Em 1763, a Prússia foi o primeiro país a tornar a educação compulsória para as classes inferiores. O sistema de meio período evoluiu em uma era que dependia do trabalho infantil. Quando a França e o Reino Unido instalaram sistemas de período integral, um século depois, o modelo alemão havia criado raízes profundas.
As classes médias alemãs há muito acreditavam que as famílias, e não o Estado, deveriam cuidar da cultura geral das crianças. Sendo assim, nenhuma escola poderia ser melhor que uma mãe.
Edith Brunner, 41, é aquela mãe modelo alemã cada vez mais rara. Uma qualificada assessora fiscal, com quatro filhos, ela passou a trabalhar em meio período depois que teve o primeiro e acabou abandonando totalmente o trabalho. Seu marido é um físico bem remunerado.

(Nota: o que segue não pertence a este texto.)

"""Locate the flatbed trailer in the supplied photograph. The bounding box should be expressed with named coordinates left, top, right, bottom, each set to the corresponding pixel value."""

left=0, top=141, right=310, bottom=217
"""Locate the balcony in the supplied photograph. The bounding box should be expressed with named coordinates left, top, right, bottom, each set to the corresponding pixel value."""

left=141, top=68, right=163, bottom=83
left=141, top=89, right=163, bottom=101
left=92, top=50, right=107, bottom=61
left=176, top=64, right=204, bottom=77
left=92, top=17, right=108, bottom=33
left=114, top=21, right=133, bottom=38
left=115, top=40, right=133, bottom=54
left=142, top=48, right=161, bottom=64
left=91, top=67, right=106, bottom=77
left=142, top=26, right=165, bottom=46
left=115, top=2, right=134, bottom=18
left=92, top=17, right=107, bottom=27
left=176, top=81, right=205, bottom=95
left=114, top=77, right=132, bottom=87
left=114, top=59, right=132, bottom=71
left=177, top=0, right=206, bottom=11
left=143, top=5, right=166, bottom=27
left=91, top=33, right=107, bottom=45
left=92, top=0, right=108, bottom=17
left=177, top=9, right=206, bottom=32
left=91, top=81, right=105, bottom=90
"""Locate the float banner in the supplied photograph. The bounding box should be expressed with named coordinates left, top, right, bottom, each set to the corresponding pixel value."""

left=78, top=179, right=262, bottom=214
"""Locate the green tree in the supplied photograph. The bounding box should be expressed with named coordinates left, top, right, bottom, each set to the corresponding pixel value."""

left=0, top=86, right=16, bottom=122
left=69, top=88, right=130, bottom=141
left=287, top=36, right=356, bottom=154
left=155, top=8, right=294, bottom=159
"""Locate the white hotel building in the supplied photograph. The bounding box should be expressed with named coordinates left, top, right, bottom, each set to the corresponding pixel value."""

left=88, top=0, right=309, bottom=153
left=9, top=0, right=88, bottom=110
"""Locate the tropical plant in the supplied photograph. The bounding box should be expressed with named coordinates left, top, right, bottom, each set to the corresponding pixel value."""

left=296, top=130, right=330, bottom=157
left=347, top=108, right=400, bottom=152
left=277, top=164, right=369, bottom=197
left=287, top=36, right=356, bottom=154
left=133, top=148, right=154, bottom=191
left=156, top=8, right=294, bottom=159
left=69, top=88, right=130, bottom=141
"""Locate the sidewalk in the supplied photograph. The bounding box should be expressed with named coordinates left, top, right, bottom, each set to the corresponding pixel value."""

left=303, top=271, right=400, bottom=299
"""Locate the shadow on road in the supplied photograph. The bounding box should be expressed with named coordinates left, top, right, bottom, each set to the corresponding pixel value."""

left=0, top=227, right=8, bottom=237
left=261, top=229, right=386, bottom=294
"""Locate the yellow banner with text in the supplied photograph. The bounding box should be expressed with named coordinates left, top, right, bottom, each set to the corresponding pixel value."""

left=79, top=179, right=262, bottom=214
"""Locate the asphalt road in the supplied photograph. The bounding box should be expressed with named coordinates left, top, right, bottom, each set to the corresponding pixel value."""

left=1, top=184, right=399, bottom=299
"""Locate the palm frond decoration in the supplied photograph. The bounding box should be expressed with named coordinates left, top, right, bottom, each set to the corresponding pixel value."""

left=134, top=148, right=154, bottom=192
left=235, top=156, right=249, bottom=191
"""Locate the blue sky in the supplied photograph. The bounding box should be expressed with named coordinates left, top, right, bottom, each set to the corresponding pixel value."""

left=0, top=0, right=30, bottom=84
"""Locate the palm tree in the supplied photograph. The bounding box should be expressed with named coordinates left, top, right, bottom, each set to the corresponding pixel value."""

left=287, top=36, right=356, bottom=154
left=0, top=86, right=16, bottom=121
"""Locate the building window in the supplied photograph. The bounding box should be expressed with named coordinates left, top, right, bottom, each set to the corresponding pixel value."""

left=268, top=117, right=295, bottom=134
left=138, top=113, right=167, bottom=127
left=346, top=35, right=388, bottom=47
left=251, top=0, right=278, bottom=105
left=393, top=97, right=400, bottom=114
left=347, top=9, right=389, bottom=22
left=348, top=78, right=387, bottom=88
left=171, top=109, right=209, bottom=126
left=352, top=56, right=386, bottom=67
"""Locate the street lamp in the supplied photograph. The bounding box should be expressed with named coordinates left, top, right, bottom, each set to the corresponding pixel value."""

Mas o sistema desencorajou as mulheres mais instruídas a terem filhos; 1 em cada 3 alemãs na casa dos 40 anos vive em um lar sem filhos, o que dá à Alemanha, ao lado da Áustria, a maior porcentagem dessas famílias na Europa.
O sistema antigo também se adaptava mal a uma Alemanha onde um número crescente de estudantes é de imigrantes, muitos dos quais precisam de mais ajuda em habilidades básicas. Em 2001, um estudo sobre as capacidades de leitura de jovens de 15 anos surpreendeu a Alemanha, que se classificou em 21? de 27 e ficou perto do fim em termos de mobilidade social. Dois anos depois, o governo disponibilizou US$ 5,7 bilhões para introduzir programas de período integral em 10 mil das 40 mil escolas do país até 2009; 7.200 escolas participaram.
As mães reagiram. Wolfgang Gruber, do departamento de educação da Baviera, usa palavras como "inundação" e "avalanche" para descrever a demanda por escolas à tarde. Entre 2006 e 2009, só 40 escolas primárias da Baviera se converteram. Neste ano escolar, o número de programas de período integral subiu para 150.
"Ainda restam muitos obstáculos", disse a professora Hagemann. Mas, na Alemanha e em outros países, ideias antes impensáveis hoje são cultivadas. "Tudo muda; começa com uma mudança na cabeça."